What is the Client-Server API?
The Client-Server API is how Matrix apps talk to your homeserver. When someone opens Element (or any other Matrix client) and logs in, sends a message, or loads their room list, they are using this API. It is separate from federation, which is how your server talks to other servers.
What the connectivity tester checks
The tester calls /_matrix/client/versions to confirm your server is responding to client requests and reports which API versions it supports.
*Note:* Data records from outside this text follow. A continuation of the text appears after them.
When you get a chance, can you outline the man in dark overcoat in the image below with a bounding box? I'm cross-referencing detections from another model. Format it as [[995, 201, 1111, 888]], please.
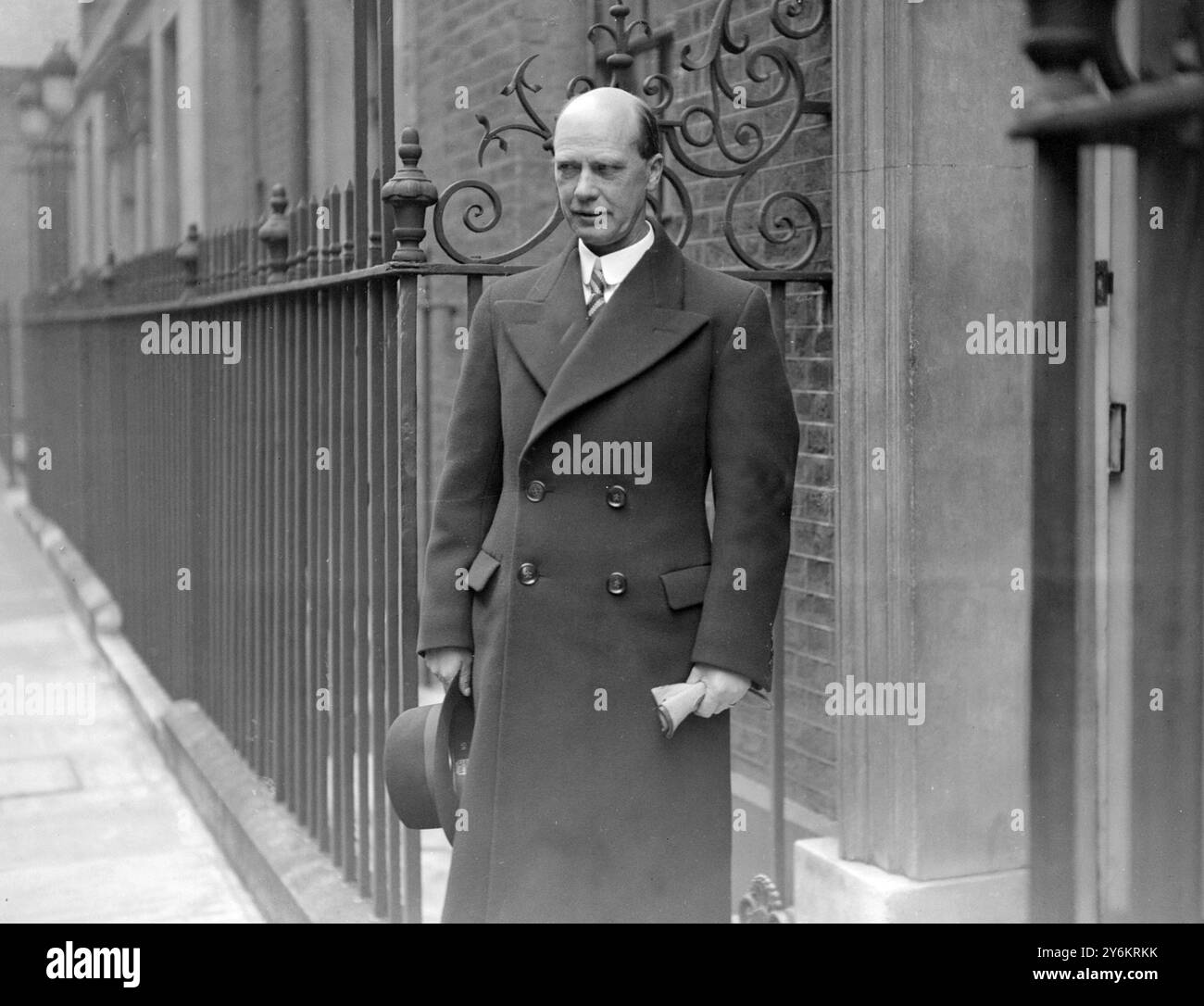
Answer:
[[418, 88, 798, 922]]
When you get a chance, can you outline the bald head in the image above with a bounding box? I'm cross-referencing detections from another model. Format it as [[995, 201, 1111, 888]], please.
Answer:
[[553, 87, 661, 160], [553, 87, 665, 254]]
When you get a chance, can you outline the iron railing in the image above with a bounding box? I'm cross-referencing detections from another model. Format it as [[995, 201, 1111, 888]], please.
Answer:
[[9, 0, 831, 922]]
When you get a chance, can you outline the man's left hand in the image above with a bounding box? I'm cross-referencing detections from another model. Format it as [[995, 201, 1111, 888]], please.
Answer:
[[686, 664, 751, 717]]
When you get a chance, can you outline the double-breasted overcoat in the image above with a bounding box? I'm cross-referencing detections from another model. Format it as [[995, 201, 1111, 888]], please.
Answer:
[[418, 227, 798, 922]]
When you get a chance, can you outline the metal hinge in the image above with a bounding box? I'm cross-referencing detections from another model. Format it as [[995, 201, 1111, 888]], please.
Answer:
[[1108, 401, 1126, 474], [1096, 259, 1112, 308]]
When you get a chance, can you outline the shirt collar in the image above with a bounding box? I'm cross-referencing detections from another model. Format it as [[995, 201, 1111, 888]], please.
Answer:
[[577, 220, 657, 287]]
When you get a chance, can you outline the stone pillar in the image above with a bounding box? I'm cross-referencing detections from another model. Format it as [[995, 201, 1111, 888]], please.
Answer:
[[795, 0, 1035, 922]]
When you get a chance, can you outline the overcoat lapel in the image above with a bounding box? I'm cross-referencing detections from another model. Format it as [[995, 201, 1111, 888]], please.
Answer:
[[496, 241, 586, 396], [497, 223, 707, 447]]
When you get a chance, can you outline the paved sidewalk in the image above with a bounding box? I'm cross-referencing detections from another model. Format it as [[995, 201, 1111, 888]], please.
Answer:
[[0, 491, 262, 923]]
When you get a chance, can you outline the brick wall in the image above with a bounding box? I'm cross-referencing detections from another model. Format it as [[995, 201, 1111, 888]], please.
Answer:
[[416, 0, 835, 818]]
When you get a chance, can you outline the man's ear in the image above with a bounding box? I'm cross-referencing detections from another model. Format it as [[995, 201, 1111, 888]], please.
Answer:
[[647, 154, 665, 192]]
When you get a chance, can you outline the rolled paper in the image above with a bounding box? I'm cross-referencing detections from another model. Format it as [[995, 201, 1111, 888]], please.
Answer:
[[653, 681, 707, 737]]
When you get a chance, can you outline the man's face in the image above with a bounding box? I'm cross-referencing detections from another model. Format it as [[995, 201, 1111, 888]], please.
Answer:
[[554, 105, 663, 254]]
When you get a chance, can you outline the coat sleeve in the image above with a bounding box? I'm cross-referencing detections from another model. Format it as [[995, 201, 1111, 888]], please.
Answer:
[[418, 292, 502, 653], [691, 287, 798, 689]]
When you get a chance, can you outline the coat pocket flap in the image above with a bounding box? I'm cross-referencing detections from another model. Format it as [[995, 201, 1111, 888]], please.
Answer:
[[661, 562, 710, 610], [465, 549, 501, 593]]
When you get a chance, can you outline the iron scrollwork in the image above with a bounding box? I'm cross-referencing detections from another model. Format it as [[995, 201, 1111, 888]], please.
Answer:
[[433, 0, 832, 271]]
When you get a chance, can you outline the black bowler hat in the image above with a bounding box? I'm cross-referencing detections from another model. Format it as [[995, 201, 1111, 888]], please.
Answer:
[[384, 680, 473, 842]]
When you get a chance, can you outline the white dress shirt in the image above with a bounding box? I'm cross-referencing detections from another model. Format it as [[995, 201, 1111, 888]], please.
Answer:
[[577, 220, 657, 304]]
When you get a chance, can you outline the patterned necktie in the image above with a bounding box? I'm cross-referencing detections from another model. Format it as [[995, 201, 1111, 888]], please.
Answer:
[[585, 259, 606, 321]]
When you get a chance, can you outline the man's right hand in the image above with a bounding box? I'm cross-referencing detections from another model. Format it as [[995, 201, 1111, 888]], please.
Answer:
[[426, 646, 472, 695]]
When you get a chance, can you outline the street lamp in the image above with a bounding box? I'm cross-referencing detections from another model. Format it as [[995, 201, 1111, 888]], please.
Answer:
[[17, 43, 76, 289], [37, 43, 76, 118], [17, 75, 51, 144]]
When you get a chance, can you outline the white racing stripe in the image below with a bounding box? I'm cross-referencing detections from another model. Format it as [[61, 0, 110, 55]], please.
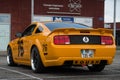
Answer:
[[0, 67, 43, 80]]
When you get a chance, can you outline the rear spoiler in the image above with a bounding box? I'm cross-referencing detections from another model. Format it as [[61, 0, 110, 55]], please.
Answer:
[[49, 28, 113, 35]]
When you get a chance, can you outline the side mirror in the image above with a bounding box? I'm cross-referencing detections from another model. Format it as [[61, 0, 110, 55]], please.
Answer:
[[15, 32, 22, 38]]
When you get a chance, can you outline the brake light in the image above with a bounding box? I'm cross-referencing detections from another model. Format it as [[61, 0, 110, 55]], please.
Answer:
[[101, 36, 113, 45], [54, 35, 70, 45]]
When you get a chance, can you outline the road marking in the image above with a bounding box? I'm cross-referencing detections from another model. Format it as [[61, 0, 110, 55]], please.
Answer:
[[0, 67, 43, 80]]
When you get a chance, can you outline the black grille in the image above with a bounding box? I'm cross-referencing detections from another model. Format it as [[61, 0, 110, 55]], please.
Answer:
[[69, 35, 101, 44]]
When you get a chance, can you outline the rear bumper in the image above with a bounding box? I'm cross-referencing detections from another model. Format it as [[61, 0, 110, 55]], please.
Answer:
[[44, 45, 116, 67], [45, 57, 113, 67]]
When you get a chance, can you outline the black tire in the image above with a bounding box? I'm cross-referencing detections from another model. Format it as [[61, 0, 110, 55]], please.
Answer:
[[88, 64, 105, 72], [31, 47, 45, 73], [7, 47, 16, 66]]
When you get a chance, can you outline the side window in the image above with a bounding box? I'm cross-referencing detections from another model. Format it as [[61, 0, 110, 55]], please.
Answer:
[[22, 24, 36, 36]]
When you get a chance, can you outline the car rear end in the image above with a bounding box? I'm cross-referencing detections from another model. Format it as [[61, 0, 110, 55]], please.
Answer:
[[45, 28, 116, 66]]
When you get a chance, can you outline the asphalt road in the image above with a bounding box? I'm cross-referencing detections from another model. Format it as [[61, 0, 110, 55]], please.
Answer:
[[0, 51, 120, 80]]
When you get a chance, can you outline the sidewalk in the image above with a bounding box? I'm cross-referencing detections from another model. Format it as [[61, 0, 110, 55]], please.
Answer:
[[0, 46, 120, 56]]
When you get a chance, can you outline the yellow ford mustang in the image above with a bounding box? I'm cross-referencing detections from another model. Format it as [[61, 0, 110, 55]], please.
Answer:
[[7, 22, 116, 72]]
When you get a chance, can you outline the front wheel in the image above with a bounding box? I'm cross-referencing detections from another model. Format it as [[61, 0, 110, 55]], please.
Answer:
[[31, 47, 44, 73], [7, 47, 16, 66], [87, 64, 105, 72]]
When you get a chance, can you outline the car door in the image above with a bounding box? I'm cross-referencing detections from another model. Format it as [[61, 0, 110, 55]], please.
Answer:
[[18, 24, 36, 63]]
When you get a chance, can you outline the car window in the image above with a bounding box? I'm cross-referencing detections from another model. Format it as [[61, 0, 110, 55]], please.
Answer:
[[22, 24, 36, 36], [45, 22, 88, 31], [35, 26, 43, 33]]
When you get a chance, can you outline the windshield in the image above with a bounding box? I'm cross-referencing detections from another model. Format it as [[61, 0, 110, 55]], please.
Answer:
[[45, 22, 88, 31]]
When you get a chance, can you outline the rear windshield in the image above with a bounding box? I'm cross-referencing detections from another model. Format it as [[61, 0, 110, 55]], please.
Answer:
[[45, 22, 88, 31]]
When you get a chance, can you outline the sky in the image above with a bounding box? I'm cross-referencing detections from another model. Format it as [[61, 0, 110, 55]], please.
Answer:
[[104, 0, 120, 22]]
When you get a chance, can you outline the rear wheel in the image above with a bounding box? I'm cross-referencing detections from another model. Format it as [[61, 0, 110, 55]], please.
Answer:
[[7, 47, 16, 66], [88, 64, 105, 72], [31, 47, 45, 73]]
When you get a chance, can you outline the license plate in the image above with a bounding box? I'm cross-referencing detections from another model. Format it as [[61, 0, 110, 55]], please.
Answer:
[[81, 49, 95, 58]]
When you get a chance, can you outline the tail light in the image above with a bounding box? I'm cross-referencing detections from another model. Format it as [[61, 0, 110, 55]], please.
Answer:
[[101, 36, 113, 45], [54, 35, 70, 45]]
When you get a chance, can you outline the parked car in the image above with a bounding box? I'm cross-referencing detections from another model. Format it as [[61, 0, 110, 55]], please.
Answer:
[[7, 22, 116, 73]]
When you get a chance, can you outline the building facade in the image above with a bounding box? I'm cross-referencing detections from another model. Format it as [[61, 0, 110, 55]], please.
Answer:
[[0, 0, 104, 51]]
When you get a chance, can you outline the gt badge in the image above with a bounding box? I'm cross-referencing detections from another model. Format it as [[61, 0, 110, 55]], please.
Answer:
[[83, 37, 89, 43]]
A failed client-server check usually means one of:
- Your reverse proxy is not forwarding
/_matrix/client/*requests to your homeserver - CORS headers are missing, preventing web clients from connecting
- The homeserver is not running
Client discovery
Before connecting, clients look up https://example.com/.well-known/matrix/client to find your server address:
{
"m.homeserver": {
"base_url": "https://matrix.example.com"
}
}
Without this file, clients must ask users to type in the full homeserver address manually. See Well-Known Delegation for setup instructions.
API versions
The /versions endpoint tells clients which API versions your server supports:
curl https://matrix.example.com/_matrix/client/versions
Expected response:
{
"versions": ["v1.1", "v1.2", "v1.3", "v1.4", "v1.5"],
"unstable_features": {
"org.matrix.msc3266": true
}
}
Modern homeservers like Synapse support multiple versions. Clients use the highest version both they and the server support.
CORS requirement
The Client-Server API must be served with CORS headers so web-based clients can connect from any domain. Without these headers, browser clients will fail even though mobile and desktop apps work fine.
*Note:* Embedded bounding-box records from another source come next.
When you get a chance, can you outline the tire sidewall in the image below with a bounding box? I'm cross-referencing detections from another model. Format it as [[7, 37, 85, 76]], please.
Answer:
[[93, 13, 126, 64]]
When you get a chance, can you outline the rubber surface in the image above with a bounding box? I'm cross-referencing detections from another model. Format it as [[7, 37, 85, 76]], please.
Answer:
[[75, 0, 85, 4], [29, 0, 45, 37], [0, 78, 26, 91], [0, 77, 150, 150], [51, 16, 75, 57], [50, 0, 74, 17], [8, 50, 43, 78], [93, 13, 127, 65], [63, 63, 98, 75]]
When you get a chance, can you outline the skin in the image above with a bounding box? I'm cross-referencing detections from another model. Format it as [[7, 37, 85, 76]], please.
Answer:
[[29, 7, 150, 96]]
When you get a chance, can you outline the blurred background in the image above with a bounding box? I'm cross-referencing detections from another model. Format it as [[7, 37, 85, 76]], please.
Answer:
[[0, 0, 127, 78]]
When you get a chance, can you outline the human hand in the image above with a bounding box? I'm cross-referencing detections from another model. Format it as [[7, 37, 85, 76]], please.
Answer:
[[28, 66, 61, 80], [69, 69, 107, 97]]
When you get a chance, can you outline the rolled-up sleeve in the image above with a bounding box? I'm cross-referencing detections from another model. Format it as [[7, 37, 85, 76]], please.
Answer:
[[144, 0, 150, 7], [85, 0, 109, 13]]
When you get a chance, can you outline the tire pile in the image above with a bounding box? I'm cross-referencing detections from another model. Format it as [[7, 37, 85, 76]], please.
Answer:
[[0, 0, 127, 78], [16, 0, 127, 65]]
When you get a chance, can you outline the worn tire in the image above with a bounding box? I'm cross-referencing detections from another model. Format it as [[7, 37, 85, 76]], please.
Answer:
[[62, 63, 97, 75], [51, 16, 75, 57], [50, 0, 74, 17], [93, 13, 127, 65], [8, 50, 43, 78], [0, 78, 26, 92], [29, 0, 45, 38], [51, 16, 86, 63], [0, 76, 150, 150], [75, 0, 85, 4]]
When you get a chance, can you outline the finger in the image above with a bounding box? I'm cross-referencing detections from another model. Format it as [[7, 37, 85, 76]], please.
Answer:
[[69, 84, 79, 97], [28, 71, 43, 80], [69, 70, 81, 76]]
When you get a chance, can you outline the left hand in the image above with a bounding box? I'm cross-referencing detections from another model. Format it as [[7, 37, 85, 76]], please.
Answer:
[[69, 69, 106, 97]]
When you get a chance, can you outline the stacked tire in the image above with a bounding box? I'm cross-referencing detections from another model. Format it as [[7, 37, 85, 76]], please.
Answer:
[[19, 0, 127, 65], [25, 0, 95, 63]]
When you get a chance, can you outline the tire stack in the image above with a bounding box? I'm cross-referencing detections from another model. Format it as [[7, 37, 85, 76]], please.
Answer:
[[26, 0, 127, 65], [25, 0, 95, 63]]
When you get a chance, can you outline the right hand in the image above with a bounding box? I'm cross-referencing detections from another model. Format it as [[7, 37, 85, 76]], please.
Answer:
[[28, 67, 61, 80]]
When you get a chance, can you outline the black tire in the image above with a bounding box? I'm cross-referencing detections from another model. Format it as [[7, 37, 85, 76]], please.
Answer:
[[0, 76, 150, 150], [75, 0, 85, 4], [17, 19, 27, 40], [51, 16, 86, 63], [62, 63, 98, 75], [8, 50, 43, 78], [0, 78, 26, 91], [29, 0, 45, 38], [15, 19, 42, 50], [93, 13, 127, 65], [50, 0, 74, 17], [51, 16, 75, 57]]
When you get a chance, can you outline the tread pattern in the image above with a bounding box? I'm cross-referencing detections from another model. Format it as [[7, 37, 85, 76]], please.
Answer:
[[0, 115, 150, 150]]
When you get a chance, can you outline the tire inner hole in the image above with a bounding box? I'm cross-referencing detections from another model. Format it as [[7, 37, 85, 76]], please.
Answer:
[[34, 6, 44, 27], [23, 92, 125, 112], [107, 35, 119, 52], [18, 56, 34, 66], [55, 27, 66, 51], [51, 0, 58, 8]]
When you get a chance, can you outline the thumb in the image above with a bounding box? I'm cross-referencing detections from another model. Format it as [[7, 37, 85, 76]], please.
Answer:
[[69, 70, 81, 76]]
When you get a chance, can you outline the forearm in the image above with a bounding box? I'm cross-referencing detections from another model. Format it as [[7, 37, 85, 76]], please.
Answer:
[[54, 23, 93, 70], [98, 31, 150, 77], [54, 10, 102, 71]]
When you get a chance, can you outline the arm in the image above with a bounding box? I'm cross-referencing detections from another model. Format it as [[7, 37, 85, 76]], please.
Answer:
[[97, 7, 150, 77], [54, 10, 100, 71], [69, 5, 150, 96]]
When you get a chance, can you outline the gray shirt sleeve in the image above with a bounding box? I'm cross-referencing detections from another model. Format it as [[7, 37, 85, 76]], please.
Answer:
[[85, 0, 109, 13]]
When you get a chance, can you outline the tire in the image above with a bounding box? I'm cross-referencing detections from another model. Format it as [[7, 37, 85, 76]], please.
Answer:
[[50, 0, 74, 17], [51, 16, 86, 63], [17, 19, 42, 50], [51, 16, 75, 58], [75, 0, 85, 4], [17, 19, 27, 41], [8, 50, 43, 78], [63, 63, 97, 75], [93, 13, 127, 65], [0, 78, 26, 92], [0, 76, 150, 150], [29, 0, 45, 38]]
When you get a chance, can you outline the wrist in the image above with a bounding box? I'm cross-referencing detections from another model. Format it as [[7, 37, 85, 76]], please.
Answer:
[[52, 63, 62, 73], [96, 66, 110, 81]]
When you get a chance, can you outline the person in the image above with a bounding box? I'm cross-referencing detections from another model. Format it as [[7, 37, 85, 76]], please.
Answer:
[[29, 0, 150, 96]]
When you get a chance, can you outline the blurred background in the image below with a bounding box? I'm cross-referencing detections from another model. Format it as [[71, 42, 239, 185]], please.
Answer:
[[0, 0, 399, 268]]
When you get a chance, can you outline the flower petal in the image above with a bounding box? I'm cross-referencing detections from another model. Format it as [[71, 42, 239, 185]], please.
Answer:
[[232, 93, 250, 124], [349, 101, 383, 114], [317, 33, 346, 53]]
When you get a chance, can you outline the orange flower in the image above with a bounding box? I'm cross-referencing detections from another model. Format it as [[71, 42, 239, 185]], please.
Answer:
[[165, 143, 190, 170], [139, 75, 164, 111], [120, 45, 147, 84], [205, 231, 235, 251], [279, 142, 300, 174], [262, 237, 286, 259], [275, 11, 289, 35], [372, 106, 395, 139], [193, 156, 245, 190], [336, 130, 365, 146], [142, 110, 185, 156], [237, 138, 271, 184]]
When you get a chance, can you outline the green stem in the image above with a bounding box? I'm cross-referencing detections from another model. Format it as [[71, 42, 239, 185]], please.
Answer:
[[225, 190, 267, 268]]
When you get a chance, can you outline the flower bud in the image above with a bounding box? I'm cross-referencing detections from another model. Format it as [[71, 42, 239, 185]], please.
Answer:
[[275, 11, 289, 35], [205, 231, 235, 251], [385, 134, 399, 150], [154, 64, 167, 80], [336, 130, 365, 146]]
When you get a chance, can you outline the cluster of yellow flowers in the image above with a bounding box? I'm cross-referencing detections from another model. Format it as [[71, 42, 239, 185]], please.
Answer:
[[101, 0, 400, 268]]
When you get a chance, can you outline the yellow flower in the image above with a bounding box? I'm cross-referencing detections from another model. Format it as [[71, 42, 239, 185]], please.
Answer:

See CORS Configuration for setup instructions.
Authentication
Clients authenticate using an access token obtained at login. The token is sent with every request in the Authorization header:
Authorization: Bearer syt_abc123...
Traditional Matrix access tokens are long-lived and do not expire on their own — they remain valid until a user explicitly logs out, or an admin revokes them. "Invalid access token" errors in your logs typically mean a user logged out from another device or the token was revoked.
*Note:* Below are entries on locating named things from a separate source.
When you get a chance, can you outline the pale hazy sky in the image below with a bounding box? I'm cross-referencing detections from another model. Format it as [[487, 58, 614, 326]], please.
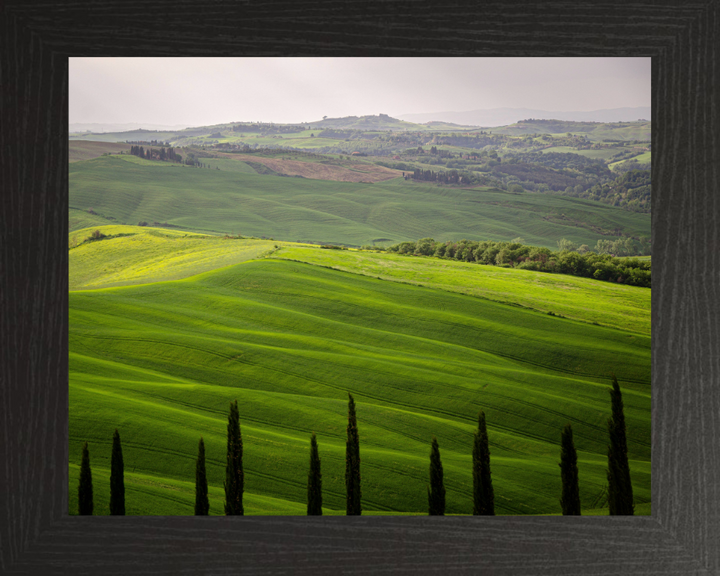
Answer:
[[69, 58, 651, 126]]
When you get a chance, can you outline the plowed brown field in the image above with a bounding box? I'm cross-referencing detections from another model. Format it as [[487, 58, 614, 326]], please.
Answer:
[[68, 140, 130, 162], [220, 154, 402, 182]]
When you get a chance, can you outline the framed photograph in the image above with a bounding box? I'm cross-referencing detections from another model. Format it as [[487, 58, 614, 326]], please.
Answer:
[[0, 3, 720, 574]]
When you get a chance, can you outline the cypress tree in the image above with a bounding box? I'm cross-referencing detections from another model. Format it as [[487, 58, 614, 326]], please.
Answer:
[[195, 436, 210, 516], [110, 428, 125, 516], [345, 394, 362, 516], [428, 436, 445, 516], [308, 432, 322, 516], [607, 375, 635, 515], [225, 400, 245, 516], [473, 412, 495, 516], [559, 424, 580, 516], [78, 442, 93, 516]]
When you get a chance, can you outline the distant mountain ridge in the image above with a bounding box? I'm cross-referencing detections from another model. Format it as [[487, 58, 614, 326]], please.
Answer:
[[68, 122, 190, 134], [397, 106, 650, 127]]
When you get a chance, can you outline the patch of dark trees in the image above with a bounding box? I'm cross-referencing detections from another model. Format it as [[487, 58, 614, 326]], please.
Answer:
[[386, 238, 651, 288], [130, 146, 182, 163], [565, 170, 652, 213], [232, 123, 305, 138], [506, 152, 615, 178], [410, 169, 471, 184], [78, 375, 635, 516], [492, 162, 578, 191], [125, 140, 170, 146]]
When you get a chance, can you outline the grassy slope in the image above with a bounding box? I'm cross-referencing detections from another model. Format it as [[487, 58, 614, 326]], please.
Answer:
[[69, 157, 650, 248], [68, 140, 130, 162], [70, 246, 650, 514], [69, 226, 281, 290]]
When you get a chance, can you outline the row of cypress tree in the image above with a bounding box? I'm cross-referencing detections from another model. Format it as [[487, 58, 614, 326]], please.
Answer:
[[78, 376, 634, 516]]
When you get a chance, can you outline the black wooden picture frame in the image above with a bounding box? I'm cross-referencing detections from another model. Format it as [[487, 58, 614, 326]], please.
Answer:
[[0, 0, 720, 576]]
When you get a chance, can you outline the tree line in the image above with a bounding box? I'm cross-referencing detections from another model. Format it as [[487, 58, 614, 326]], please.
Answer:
[[130, 146, 182, 163], [382, 238, 652, 288], [78, 375, 635, 516]]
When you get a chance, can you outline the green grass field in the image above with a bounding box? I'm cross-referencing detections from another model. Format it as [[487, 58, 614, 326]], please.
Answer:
[[69, 226, 282, 290], [69, 236, 650, 514], [69, 156, 650, 249], [540, 146, 624, 160]]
Matrix Authentication Service (MAS) is the recommended authentication solution for Synapse and introduces OAuth2/OIDC with short-lived access tokens and refresh tokens — closer to how modern web authentication works.
Testing
# Check the API is reachable
curl https://matrix.example.com/_matrix/client/versions
# Check client well-known
curl https://example.com/.well-known/matrix/client
# Check CORS headers are present
curl -I https://matrix.example.com/_matrix/client/versions
Or run the connectivity tester which checks all of this automatically.